ScrapeBox Forum
scrape article content - Printable Version

+- ScrapeBox Forum (https://www.scrapeboxforum.com)
+-- Forum: ScrapeBox Main Discussion (https://www.scrapeboxforum.com/Forum-scrapebox-main-discussion)
+--- Forum: General ScrapeBox Talk (https://www.scrapeboxforum.com/Forum-general-scrapebox-talk)
+--- Thread: scrape article content (/Thread-scrape-article-content)



scrape article content - gavner25 - 08-15-2020

Hi, im trying to scrape the content (text) only from this site, which has the same layout for each page so i can use the same formula.
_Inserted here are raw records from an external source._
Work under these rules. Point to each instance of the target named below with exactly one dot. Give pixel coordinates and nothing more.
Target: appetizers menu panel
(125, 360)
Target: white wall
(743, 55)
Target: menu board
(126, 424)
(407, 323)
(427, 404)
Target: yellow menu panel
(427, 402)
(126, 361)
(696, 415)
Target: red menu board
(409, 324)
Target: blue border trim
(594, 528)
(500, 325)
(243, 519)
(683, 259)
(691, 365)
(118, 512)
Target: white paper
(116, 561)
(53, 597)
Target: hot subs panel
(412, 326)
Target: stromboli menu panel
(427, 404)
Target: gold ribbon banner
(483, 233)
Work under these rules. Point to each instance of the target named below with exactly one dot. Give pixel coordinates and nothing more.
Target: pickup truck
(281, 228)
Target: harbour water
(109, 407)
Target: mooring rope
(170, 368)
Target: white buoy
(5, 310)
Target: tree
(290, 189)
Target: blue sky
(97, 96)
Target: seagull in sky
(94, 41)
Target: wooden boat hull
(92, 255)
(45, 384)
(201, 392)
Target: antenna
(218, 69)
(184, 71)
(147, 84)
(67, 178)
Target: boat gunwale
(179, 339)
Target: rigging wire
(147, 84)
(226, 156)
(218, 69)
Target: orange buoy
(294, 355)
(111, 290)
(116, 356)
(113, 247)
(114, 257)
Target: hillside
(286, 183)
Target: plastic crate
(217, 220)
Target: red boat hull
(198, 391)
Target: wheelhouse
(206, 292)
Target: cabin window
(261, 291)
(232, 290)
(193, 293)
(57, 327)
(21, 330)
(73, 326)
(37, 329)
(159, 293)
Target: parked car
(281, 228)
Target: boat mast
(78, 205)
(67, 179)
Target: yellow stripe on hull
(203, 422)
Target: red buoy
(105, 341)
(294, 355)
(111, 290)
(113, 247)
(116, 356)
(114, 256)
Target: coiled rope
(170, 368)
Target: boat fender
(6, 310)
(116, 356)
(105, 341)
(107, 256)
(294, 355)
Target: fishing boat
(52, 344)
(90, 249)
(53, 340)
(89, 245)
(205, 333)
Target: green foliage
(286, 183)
Im using the premium article scraper plugin but im havin trouble scraping. 

See my video for the issue. https://www.loom.com/share/417ad357633b4a869ff73ae6408823c9

The url example im scraping is here
https://fr.wikihow.com/entrainer-votre-chien-%C3%A0-chasser


RE: scrape article content - loopline - 08-15-2020

I don't know what the after marker should be but its an after marker issue.

Scrapebox starts at the before marker and then proceeds to find the first occurrence of the after marker and then it scrapes all the data in between.
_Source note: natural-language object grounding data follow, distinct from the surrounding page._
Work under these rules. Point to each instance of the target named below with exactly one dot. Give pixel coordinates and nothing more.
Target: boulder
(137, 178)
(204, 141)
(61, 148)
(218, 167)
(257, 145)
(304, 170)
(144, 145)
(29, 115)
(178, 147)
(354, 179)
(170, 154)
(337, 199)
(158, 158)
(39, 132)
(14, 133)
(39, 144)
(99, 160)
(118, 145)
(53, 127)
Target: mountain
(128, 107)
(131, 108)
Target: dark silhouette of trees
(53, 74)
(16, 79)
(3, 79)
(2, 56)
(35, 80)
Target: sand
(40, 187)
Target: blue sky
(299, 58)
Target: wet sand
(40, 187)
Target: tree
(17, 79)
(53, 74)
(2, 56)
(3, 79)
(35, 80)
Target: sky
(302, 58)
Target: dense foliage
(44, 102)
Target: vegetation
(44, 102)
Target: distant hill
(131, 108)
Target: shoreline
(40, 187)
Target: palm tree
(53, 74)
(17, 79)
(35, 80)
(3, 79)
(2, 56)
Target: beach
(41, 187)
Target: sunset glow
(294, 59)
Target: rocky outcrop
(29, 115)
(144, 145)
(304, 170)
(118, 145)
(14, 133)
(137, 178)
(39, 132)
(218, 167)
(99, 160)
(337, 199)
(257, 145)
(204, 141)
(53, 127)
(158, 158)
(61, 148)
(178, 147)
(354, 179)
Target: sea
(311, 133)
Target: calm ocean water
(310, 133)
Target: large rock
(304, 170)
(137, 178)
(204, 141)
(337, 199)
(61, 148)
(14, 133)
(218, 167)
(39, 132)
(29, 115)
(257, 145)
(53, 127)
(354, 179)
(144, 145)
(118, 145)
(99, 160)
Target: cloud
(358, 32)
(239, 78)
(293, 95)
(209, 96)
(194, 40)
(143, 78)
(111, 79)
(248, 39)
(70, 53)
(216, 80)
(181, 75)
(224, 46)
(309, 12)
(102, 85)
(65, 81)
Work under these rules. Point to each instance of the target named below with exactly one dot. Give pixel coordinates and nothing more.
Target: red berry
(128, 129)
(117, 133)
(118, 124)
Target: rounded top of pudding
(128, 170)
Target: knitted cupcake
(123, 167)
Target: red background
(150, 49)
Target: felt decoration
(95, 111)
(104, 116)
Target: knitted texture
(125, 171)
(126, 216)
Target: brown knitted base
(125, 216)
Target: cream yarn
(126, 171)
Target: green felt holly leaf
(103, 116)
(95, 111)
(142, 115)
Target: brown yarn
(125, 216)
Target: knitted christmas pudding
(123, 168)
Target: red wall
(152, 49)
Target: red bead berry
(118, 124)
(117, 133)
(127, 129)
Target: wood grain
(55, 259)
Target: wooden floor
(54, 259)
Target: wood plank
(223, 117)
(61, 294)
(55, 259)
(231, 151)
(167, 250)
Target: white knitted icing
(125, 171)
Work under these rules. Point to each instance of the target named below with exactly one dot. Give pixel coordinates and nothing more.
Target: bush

your after marker is found at the paragraph which is why each paragraph is being scraped separate

You need an after marker that is found only after all the paragraphs.
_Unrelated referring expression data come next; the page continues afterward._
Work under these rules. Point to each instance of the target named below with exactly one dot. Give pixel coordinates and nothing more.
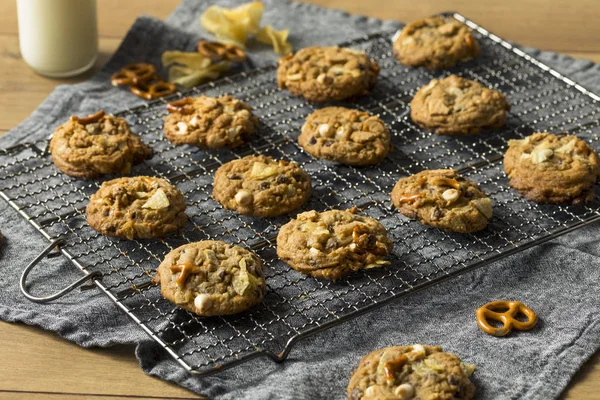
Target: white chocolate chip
(202, 302)
(158, 200)
(539, 156)
(181, 128)
(194, 121)
(451, 195)
(244, 197)
(405, 391)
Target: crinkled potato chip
(189, 77)
(278, 39)
(233, 25)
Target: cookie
(100, 144)
(211, 278)
(261, 186)
(209, 123)
(332, 244)
(136, 207)
(344, 135)
(443, 199)
(547, 168)
(458, 106)
(435, 43)
(411, 372)
(321, 74)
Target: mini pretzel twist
(153, 90)
(181, 106)
(507, 318)
(221, 51)
(134, 74)
(89, 119)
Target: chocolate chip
(281, 179)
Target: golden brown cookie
(321, 74)
(209, 123)
(443, 199)
(96, 145)
(136, 207)
(348, 136)
(211, 278)
(411, 372)
(261, 186)
(435, 43)
(458, 106)
(547, 168)
(332, 244)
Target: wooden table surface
(39, 365)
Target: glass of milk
(58, 38)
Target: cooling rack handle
(56, 243)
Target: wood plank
(58, 366)
(10, 395)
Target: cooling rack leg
(27, 270)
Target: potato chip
(277, 39)
(233, 25)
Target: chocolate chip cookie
(96, 145)
(136, 207)
(458, 106)
(443, 199)
(347, 136)
(411, 372)
(211, 278)
(209, 123)
(321, 74)
(435, 43)
(547, 168)
(261, 186)
(332, 244)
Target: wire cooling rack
(296, 305)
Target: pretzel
(221, 51)
(133, 74)
(89, 119)
(490, 311)
(151, 91)
(181, 106)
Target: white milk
(58, 38)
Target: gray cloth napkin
(560, 280)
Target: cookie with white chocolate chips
(411, 372)
(458, 106)
(211, 278)
(443, 199)
(96, 145)
(209, 123)
(435, 43)
(547, 168)
(348, 136)
(261, 186)
(321, 74)
(332, 244)
(136, 207)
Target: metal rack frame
(298, 306)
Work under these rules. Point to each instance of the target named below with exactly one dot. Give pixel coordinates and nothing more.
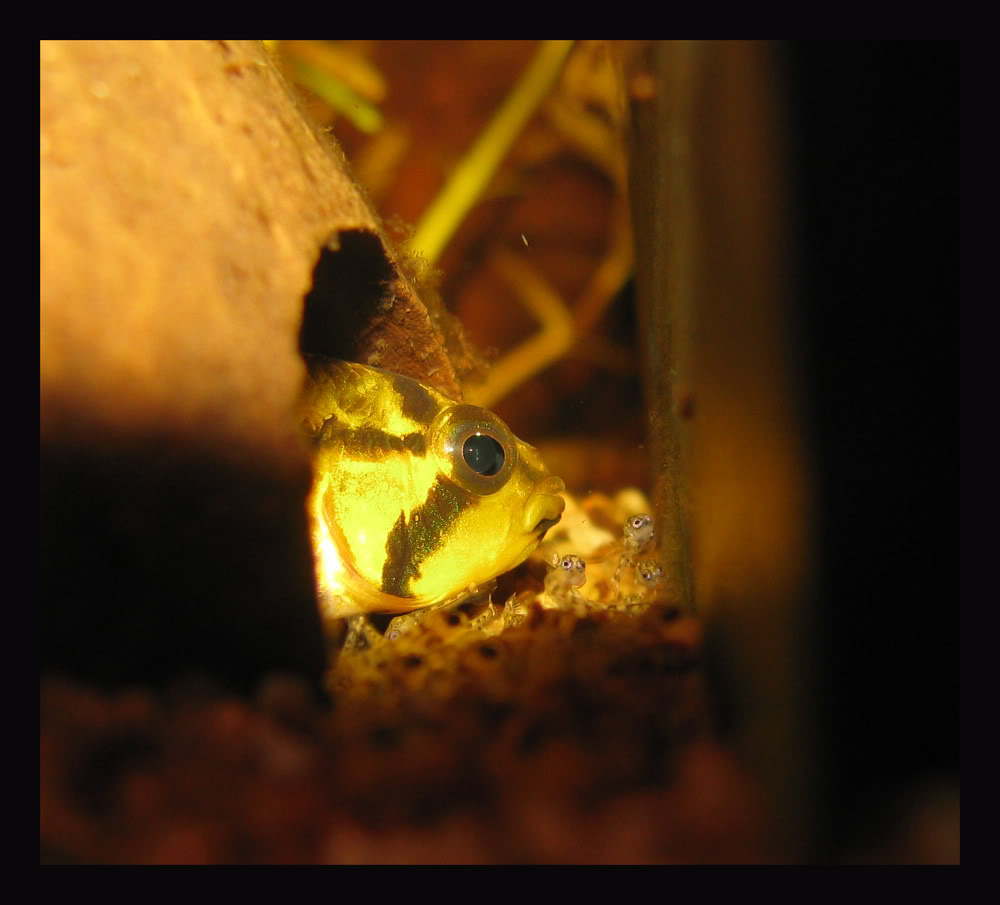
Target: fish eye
(480, 448)
(483, 454)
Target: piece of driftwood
(729, 465)
(185, 205)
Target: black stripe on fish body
(411, 541)
(369, 443)
(417, 403)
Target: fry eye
(483, 454)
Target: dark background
(874, 134)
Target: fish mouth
(544, 508)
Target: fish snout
(545, 506)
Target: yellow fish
(416, 500)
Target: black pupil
(483, 454)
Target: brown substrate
(562, 740)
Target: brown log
(185, 202)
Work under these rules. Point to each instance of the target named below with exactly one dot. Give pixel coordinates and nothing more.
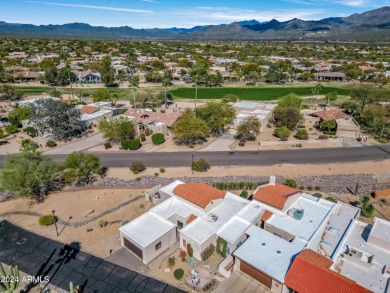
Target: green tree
(101, 95)
(81, 169)
(250, 127)
(288, 117)
(330, 125)
(9, 93)
(217, 115)
(190, 129)
(290, 101)
(30, 174)
(61, 120)
(116, 129)
(330, 97)
(107, 74)
(27, 145)
(282, 132)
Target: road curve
(242, 158)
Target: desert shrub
(11, 129)
(282, 132)
(200, 165)
(331, 199)
(291, 183)
(171, 261)
(183, 255)
(148, 132)
(190, 251)
(31, 131)
(244, 193)
(103, 223)
(179, 273)
(382, 140)
(205, 254)
(51, 144)
(158, 138)
(131, 144)
(47, 220)
(137, 167)
(302, 134)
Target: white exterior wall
(149, 253)
(167, 240)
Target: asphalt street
(242, 158)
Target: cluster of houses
(322, 70)
(288, 240)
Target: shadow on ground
(42, 257)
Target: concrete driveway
(78, 145)
(240, 282)
(223, 143)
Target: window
(179, 224)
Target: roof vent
(212, 217)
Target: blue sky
(179, 13)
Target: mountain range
(370, 26)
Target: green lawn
(252, 93)
(33, 90)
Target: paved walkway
(240, 282)
(77, 146)
(39, 256)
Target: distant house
(154, 121)
(88, 77)
(330, 76)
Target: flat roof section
(268, 253)
(147, 228)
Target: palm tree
(134, 83)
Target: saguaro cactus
(9, 282)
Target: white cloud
(218, 15)
(95, 7)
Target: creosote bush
(47, 220)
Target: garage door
(255, 274)
(133, 248)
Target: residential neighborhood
(167, 146)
RE: scrape article content - serialscraper - 08-27-2020

The following config will work.
But, you will need to filter out the image code between the {...}
This can be done with a wildcard search and replace

[fr.wikihow title]
Before1=%3Ctitle%3E
After1=%3C%2Ftitle%3E
Before2=
After2=
Before3=
After3=
UseRegex=0
RegEx=
Width=150
Type=0

[fr.wikihow body]
Before1=%3Cdiv%20class%3D%22mf-section-0%22%20id%3D%22mf-section-0%22%3E
After1=%3Cdiv%20class%3D%22printfooter%22%3E
Before2=
After2=
Before3=
After3=
UseRegex=0
RegEx=
Width=150
Type=1

[EXPORTPARAMETERS]
ExportMode=0
ExportEncoding=3
ExportPrefix=<DATE>_<TIME>_<NUM>
ExportFolder=
ExportFilenameField=0
ExportSeparator=<LF>
ExportFileExist=1
ExportFields=0,1

[Other]
DoNotApplyCharSet=0